Egypt’s Prime Minister Mostafa Madbouly announced on Tuesday 9 August the government’s plan to rationalise energy consumption nationwide as a means of redirecting natural gas towards exports to net foreign currency.
The plan, which includes a basket of restrictive measures concerning energy and electricity consumption, is to be announced on Thursday 11 August, and is expected to be effective next week. As a result of the rise in dollar interest rates, the Egyptian government hopes to export around 15 percent of the gas that is currently allocated to the nation’s power stations to increase its hard currency.
The country should expect a number of measures. This includes dimmer lights in streets and public squares, the rationing of electricity at government buildings and sport facilities, the shutting off of electricity in government buildings after official working hours and the limiting of air conditioning units’ temperatures in malls, which must close their doors by 11 pm. Sports facilities will also be asked to schedule fixtures in daylight to curb energy use at stadiums.

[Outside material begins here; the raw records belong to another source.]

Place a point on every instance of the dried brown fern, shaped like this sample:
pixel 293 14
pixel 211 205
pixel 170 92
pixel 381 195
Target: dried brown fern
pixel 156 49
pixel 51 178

“We have been taking clear and calculated steps towards increasing Egypt’s foreign exchange reserves and reducing our import bill, and now we’re looking at how we can better utilise the natural resources available to us in order for them to bring in more foreign exchange,” explained Madbouly.
According to Ayman Hamza, the spokesman of the Ministry of Electricity, Egypt has an electricity surplus of more than 25 percent. Although most power in Egypt is generated by gas, the government plans to increase the supply of electricity generated from renewable sources to 42 percent by 2035. The government has taken action towards gas consumption since October 2021 after it issued an agreement between the Ministry of Electricity and the Ministry of Petroleum to replace gas with diesel to generate electricity, as the country used more than 60 percent of natural gas production to generate electric power.